Another Republican hatchet job

The latest leaked charges against Al Gore are more the product of partisan politics than any new hard evidence.

Jun 24, 2000 | As we ought to have learned from costly experience with the failed Whitewater, travel office and FBI files investigations, illegal leaks and partisan rhetoric can make headlines but they can't make a case. Of course, that doesn't matter much to the Republicans who are so nakedly scheming to bully Attorney General Janet Reno into naming a special counsel to investigate Al Gore. He is the Democratic nominee for president and they will deploy any tactic to discredit him.

Until we learn what "new evidence," if any, exists to support Justice Department attorney Robert Conrad's preliminary recommendation for a special prosecutor, the current flap is nothing more than a tired rerun of an old flop. Without fresh proof of wrongdoing, there is no more reason today than there was two years ago to believe that Vice President Gore raised funds illegally during the 1996 campaign -- or that he lied about the controversy later.

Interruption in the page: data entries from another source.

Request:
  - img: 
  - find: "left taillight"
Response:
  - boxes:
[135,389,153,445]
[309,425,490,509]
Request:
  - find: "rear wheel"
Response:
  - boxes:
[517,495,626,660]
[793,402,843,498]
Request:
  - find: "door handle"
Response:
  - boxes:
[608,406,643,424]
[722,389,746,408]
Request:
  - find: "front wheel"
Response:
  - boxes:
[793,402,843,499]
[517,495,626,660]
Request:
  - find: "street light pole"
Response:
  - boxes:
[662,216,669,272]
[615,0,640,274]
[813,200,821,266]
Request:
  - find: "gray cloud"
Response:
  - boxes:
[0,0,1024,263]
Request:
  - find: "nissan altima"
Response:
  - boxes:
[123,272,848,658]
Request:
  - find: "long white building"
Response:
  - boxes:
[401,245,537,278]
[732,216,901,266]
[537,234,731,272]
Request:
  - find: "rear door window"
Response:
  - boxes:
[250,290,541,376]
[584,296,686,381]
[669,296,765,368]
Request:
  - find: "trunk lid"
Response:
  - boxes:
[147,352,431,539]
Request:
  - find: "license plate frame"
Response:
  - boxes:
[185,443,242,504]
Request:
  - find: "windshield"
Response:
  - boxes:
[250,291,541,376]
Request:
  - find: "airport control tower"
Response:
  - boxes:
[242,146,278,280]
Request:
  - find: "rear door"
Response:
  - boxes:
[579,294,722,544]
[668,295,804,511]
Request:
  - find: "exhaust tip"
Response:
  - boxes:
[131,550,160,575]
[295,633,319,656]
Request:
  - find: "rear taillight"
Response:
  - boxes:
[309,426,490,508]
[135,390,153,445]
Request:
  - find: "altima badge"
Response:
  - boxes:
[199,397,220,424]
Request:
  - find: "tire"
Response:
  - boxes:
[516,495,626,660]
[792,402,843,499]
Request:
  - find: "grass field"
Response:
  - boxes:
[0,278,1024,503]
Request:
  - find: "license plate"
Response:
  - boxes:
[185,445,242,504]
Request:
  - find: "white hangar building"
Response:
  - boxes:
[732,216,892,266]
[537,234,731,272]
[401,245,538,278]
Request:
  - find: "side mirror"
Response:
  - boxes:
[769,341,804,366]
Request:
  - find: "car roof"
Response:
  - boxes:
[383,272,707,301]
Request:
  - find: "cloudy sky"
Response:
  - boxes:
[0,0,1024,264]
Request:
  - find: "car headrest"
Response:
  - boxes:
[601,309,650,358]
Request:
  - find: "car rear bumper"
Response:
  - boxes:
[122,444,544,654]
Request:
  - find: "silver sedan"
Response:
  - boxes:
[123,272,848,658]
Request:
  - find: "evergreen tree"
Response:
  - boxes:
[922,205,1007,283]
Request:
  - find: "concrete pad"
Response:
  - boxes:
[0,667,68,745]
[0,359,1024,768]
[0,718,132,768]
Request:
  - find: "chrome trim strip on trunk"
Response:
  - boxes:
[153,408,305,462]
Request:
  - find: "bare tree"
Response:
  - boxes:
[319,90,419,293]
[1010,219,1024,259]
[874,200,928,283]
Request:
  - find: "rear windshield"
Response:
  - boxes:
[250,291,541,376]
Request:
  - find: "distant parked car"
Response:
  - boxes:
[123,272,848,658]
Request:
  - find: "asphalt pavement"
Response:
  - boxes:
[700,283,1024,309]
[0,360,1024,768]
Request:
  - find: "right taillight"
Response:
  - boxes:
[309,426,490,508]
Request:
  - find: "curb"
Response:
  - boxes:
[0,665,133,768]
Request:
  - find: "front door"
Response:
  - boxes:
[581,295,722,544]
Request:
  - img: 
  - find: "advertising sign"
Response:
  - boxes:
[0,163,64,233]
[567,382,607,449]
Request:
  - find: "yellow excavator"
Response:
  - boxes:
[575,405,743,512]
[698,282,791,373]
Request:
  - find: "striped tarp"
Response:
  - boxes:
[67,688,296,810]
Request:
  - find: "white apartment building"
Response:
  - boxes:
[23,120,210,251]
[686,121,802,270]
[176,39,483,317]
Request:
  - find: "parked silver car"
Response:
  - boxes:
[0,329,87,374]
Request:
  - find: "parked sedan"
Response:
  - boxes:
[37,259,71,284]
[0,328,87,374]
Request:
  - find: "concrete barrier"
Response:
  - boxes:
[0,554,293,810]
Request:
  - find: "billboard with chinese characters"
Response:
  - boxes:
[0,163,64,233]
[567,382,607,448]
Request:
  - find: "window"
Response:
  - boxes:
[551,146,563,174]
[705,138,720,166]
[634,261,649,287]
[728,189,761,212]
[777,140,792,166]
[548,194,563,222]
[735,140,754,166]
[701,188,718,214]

In fact, as Roger Parloff pointed out in an exhaustive analysis published by American Lawyer last month, the case against Gore has grown weaker rather than stronger. The successful prosecutions of Democratic fundraisers, including the chief organizer of the famed Buddhist temple event, have turned up no testimony or documentation implicating Gore in the illegal contributions to the 1996 Democratic campaign.

Quite the reverse: Everything on the public record so far indicates that Gore thought he was attending a "community outreach event" at the temple, not a fundraiser. That key distinction was blurred in a screw-up by Democratic activists who canceled a separately scheduled fundraiser at the last minute and mistakenly merged the two events. So in the absence of proof to the contrary, the fair presumption remains that the vice president spoke truthfully when he said he knew of no effort to collect money from Buddhist nuns, let alone about any scheme to funnel contributions through them in defiance of federal law.

The second relevant question for the Justice investigators concerned whether Gore knowingly raised "hard money" as well as "soft money" when he called Democratic contributors from his office. Conceivably, his fundraising calls to party fat cats might have violated the Pendleton Act, a little-used 1883 statute designed to prevent shakedowns of federal employees by elected officials. As yet we have seen nothing new on that score, either. At worst Gore's conduct constituted, as FBI director Louis Freeh acknowledged in his own confidential memo urging the attorney general to appoint an independent prosecutor, a "technical violation."

Now, unable to establish that Gore did in fact break the law, certain unnamed Justice officials have told reporters that they think the vice president lied about his knowledge and action. They are pumping insinuations of perjury into the highly receptive news media. But again, the evidence to support a perjury investigation of the vice president is thin and ambiguous, according to memos provided to Reno by senior officials at Justice.